2014 was a year of significant change for many people.  I've heard countless stories of upheaval, loss, life-altering experiences, and movement in multiple ways.  This was true for me as well.  Surprisingly, despite being what I thought was a well-rounded, healthy human, in the midst of all this change, I fell into some familiar patterns that caused me to then make less than positive choices.  As a result, I've been working on myself in an effort to understand it all and work to continually become a better, wiser person.  I've been reading, writing, talking, hiking, changing my food habits, sleep habits, tv habits... overall habits, etc.

Despite a lot of new insights I still kept asking "but why?"  "Why?"

And try as I might, the lens was always just slightly out of focus, which I have to say is maddening for a Type A personality.  I couldn't quite see...

About a week ago, after receiving more sage advice about 'Letting Go' and relaxing in this wilderness I'd been in, I finally quit resisting and rebelling mentally.  No more mental tantrums or explanations, justifications, and whining.  I finally reached a point where I said "okay, enough.  I surrender."

From that point on, I felt the fatigue in my neck and shoulders start to give way and I really did begin to relax.  The fact that my physical body responded so quickly to my declaration made me laugh out loud at times.  I literally said, out loud to myself in the car "it cannot possibly be THAT simple."

But it was... and has been.

I allowed myself to go away to the mountains for the weekend to relax.  I began listening to music more and started to refocus on activities that made me happy.

And today, without any drama or significant effort on my part, I got one of my "Why-answers."  The answer and it's impact came to me... and I saw it so clearly for the first time that I felt the earth actually shifted.  I started shaking all over at the reality of it.

I was finally at a point where I could HEAR it.  It wasn't anything that someone could have told me.  It wouldn't be mind-blowing to anyone else but me... but it was something I needed to know and learn on my own.

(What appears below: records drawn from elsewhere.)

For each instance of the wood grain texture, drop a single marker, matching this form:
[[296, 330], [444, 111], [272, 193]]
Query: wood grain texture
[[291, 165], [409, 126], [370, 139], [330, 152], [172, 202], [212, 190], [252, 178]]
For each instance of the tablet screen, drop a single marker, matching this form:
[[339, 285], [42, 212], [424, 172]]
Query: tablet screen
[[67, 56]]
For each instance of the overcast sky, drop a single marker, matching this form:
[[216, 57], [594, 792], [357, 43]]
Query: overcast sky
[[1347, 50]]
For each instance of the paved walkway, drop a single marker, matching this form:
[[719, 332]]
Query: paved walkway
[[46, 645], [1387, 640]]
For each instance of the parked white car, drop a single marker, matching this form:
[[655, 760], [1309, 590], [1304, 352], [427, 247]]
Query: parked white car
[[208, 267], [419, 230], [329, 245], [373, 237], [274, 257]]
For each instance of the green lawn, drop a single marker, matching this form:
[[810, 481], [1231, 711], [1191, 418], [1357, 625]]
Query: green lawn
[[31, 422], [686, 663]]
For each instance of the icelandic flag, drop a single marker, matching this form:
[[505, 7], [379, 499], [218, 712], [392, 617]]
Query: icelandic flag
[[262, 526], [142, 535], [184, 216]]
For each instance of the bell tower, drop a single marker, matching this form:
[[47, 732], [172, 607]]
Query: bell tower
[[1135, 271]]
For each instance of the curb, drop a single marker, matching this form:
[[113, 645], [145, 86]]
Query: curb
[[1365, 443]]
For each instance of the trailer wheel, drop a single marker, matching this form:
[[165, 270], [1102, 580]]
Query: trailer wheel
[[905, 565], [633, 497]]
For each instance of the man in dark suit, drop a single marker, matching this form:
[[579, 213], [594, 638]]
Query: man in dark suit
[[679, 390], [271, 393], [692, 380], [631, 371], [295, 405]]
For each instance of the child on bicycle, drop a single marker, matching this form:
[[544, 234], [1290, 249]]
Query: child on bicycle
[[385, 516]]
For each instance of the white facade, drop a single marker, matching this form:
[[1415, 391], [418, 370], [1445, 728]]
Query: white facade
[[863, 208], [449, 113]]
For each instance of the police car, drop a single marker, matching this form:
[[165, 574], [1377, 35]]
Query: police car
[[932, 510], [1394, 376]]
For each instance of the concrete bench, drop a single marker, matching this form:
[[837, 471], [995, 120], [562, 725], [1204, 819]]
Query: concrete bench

There really is truth in hearing that still, small voice... to learning what it means to 'surrender.'

As I began to absorb this information shaping a new reality and awareness for me, I chose to start listening to music to resettle my mind and heart.  The song that came on was by *One Republic called "I lived."  It spoke to my soul,  made me smile fully and sing out with all my heart.

I realized that so far, I swear I've lived... just as the lyrics in the song suggest.

And that is a beautiful thing.

I hope you take time today to FEEL and to allow yourself to surrender into whatever you've been resisting or rejecting... and I hope you'll listen to some music that brings you as much joy and release as I felt earlier.

Music really is a universal language...and making the choice to surrender really does allow you to fully 'live.'

THINK.     WRITE.     BELIEVE.     ACT.